• RonKyle (8/25/2016)


    Well, reporting only on what is used is the same as using independent dimensions again.

    No, it's not. Chances are independent dimensions when the items would be an attribute of product would be a design error. This is an ETL choice. But as you point out that it's important to know what hasn't moved, then why are you asking if you should load the unsized products even if it will double the size? It sounds like you know you have to load them. If in the dimension I described I had to report on the 75% unused combinations, there would have been no choice but to load them.

    I don't see how including the unsized doubles the data in any case. I would see it something like

    Shirt XS

    Shirt S

    Shirt M

    Shirt L

    Shirt XL

    Shirt US

    In this case, the unsized adds one more row to the 5 already there. I'm sure you're real life situation is not a simplistic, but the idea likely pertains.

    Sorry, I misunderstood. You were referring to adding unsized to only products that have unsized via the ETL and not just adding it to all products. I thought you were saying that you could just build the dimension based on what's used in the fact, i.e.: only include attributes that have sold in the dimension.

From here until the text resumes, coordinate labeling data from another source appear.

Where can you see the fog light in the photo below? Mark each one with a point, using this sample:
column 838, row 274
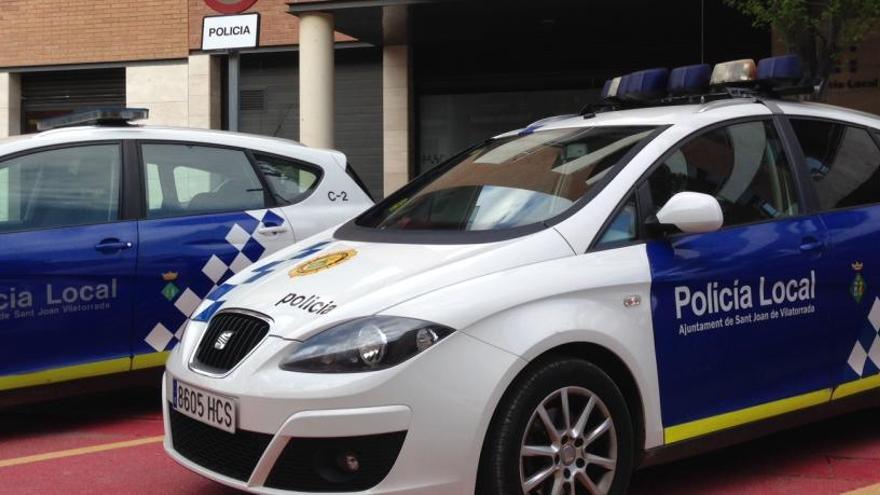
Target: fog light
column 349, row 462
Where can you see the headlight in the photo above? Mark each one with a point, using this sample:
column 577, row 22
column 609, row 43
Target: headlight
column 365, row 344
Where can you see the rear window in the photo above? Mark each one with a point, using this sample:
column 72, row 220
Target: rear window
column 509, row 182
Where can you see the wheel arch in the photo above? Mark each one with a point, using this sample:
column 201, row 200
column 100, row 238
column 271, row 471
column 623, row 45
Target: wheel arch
column 609, row 362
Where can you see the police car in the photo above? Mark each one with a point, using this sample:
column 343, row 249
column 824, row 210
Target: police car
column 549, row 310
column 112, row 234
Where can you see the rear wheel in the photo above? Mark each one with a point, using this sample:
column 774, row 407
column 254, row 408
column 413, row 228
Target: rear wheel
column 563, row 429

    That would be the smart bet, but if you do have product colors, it wouldn't just be 1 new record for the product, if you have 5 colors, it would be 5 new records at max for the product. That's when you want to ensure you are only adding what has changed per the ETL (as Ron mentioned). Thus, if you have 10,000 products with 10 colors, then you're talking at max, 100,000 new records added to the DimProduct table over time (the amount that unsized could increase if all products and colors have it over time). Not exactly double per his comments, but a lot more records if unsized happens for all 10,000 products and 10 color combinations.